Jessie Lee : Tout à fait d'accord, je pense que c'est une force de notre projet d'avoir ces influences qui sont très large. C'est marrant parce que, autant on aime tous les mêmes choses pour la majeure partie de notre base culturelle, autant chaque musicien est spécialisé dans des branches qui partent dans des trucs annexes. Par exemple Alexis va avoir une culture Jazz avec des références qui sont bien à lui. Et moi, par exemple, je vais avoir une vraie culture Rock, où j'ai été creuser un peu plus le sujet. Et donc on est tous inspiré d'artistes, de guitaristes, mais aussi de chanteurs et de chanteuses. Et c'est ce mélange-là qui va être intéressant. Il y a du Tina Turner, et du Beth Hart autant que du Bessie Smith ou de l'Etta James. Autant blanc que black. À nos yeux c'est important aussi de mixer ces deux cultures blanches et noires. Voilà, c'est donc ces spécialités qu'apportent chacun à cette culture que l'on partage qui est importante.
 
Alexis : Dans l'écriture musicale, et dans la composition, à mes yeux il y a des choses qui sont importantes. Pour moi ce qui compte, c'est la surprise. C'est être surpris, que ce soit sur scène, ou que ce soit dans l'écriture musicale. Et dans toutes ses influences musicales, on est face à des artistes ou il y a toujours plein de petites choses qui vont changer. Pour nous c'est important lors de la composition, ou lors de l'écoute qu’on n’ait pas l'impression d'entendre "le même album", "la même interprétation", "le même titre". Mais il faut également qu'il y ait cette petite chose d'autre, quelque chose de diffèrent. Une surprise, un truc de sophistiqué par-là, sans forcément rendre la chose élitiste. Mais ça fait partie des choix d'écriture et de composition, et d'ailleurs sur le nouvel album, on va pouvoir retrouver un peu ces choses-là et on va même accentuer notre côté rock par moment. Voir même roots pour d'autres choses, mais, on laissera les gens découvrir.
 
Jessie Lee : Tu vois, par exemple lors de nos démarches vers les festivals, parfois d'être difficilement "classable" c'est un problème. Quand on démarche un festival de Blues on entend "ce n’est pas assez Blues ce que vous faites", puis quand on démarche un festival de Jazz on entend "c'est pas assez Jazz ce que vous faites, en fait vous êtes un groupe de Blues". Et puis en réalité quand on écoute l'album, il n'y a pas un Blues en 12 mesures dedans. Donc c'est plutôt compliqué de ne pas pouvoir se faire mettre dans des cases facilement, et de savoir ou se positionner. Alors c'est une qualité et on en est très content, mais c'est aussi un défaut avec lequel il faut s'arranger.
 
Alexis : ça me rappelle une interview de Robben Ford que je regardais il n'y a pas longtemps. Mais la vraie interview tu vois, genre 4heures, filmée. Et il disait que lorsqu'il a commencé, il avait des problèmes de ce genre-là. Il allait voir les programmateurs de Blues et ils lui disaient "non mais, ce n’est pas du Blues ce que tu fais". Et puis finalement à l'écoute de l'album ils se rendaient compte que c'était exactement ce qu'ils recherchaient, que c'était du Blues, un peu plus sophistiqué qu'a l'habitude, mais en fait, le concert démarre, et de toute façon, ça fonctionne. Il a eu des soucis comme ça. Il faut aller les chercher les gens, au début ils sont toujours un peu sceptiques, mais ensuite tout se passe bien. Alors voilà, si même Robben Ford a eu ces emmerdes, nous on peut bien les avoir aussi.
 
Est-ce qu’il y a une chanson de cet album dont vous aimeriez pouvoir raconter l’histoire, ou préciser le contexte par le texte ou la composition ?

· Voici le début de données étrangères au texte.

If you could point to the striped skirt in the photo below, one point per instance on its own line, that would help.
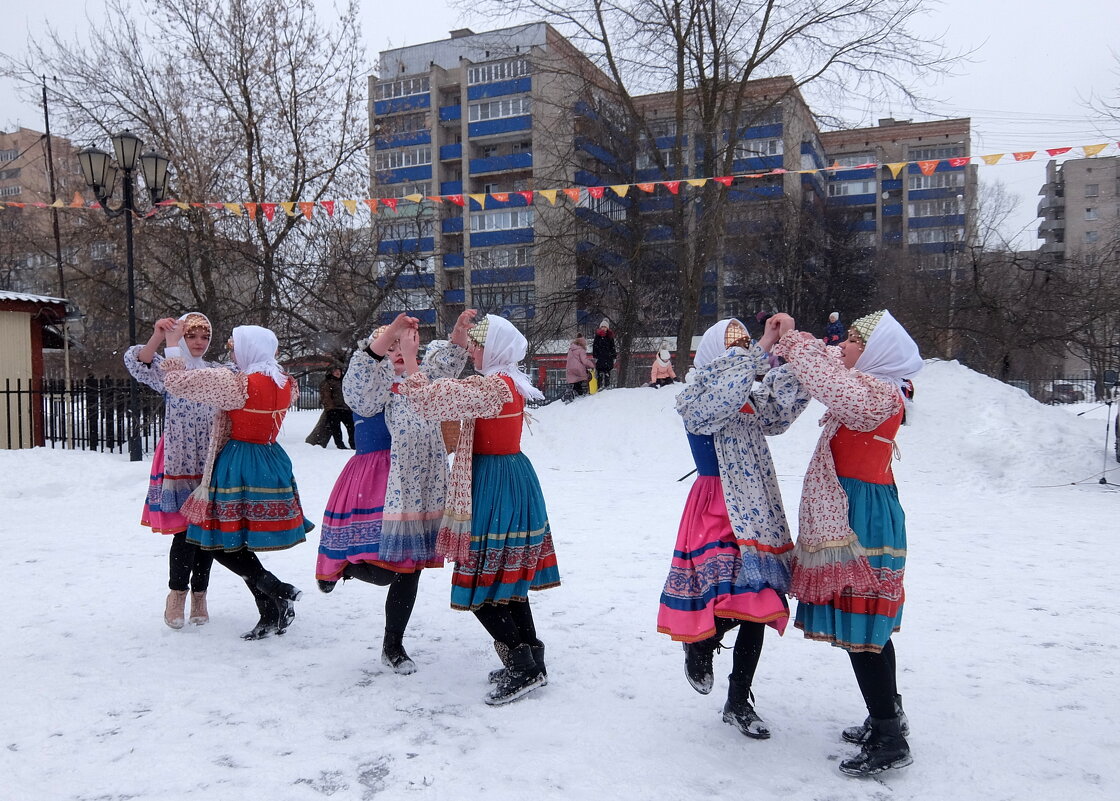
(865, 622)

Alexis : Oui bien sûr, "I Want You To Stay", qui est quelque chose d'assez proche d'un Blues traditionnel, voire même c'est plus de la chanson. C'est un titre qui est directement issu de nos influences et de tout ce qu'on aime aujourd'hui, on y retrouve clairement du Trixie Whitley, du Jonathan Brooke, dans de l'accordage des choses particulière et peu communes. Et pourtant la composition est sur quelque chose de classique typique Blues. Voilà donc tout ça sur une histoire personnelle que Jess a écrit.

Jessie Lee : Oui tout à fait, pour finir sur la partie musicale, c'est exactement sur ce mélange de sons électriques et acoustiques qu'on aime beaucoup. Il y a un autre titre sur l'album qui s'inscrit dans la même ambiance, c'est "You're Gonna Lie To Me". Puis finalement, ce sont des titres que l'on interprète que peu en live. Déjà parce que dans une performance live c'est compliqué d'avoir les ambiances électriques et acoustiques bien mixées et de qualité, et puis sur les festivals de Blues, les gens nous regardent de travers quand on joue ce genre de choses. C'est le moment ou les ayatollahs du Blues se disent "non mais qu'est-ce que c'est que ce groupe, ça n'a rien à voir avec du Blues Classique, je ne veux pas écouter ça".  C'est clairement le genre de répertoire mélangé de Folk, Rock, Blues, comme on aime, et parfois on en vient à se dire que lorsqu'il s'agit d'un festival ce genre de titre n'est pas à sa place. Ensuite à propos du texte, c'est arrivé à un moment particulier de ma vie ou ça n'allait pas pour des raisons personnelles, c'est à propos de ma maman, que j'ai perdue quelques mois avant qu'Alex ne m'envoie cette maquette. En fait, cette musique, cette ambiance, il y a quelque chose de tiraillé que j'aime beaucoup, sur lequel j'ai pu écrire ces paroles, et c'est un titre que je dédie à ma maman à chaque fois que l'on choisit de l'interpréter. Elle m'a beaucoup poussée et beaucoup aidé dans mes démarches, elle-même n'était pas musicienne, et elle m'a beaucoup encouragé, je la remercie toujours pour ça. Voila.
 
Vous avez tous les deux, appris la musique en école de musique, le parcours éducatif s’est même tellement bien passé que vous êtes aujourd’hui tous les deux professeurs de musique dans une école parisienne. Pour vous, pour faire de la musique son métier, il n'aurait pas pu en être autrement que de passer par l’école de musique ?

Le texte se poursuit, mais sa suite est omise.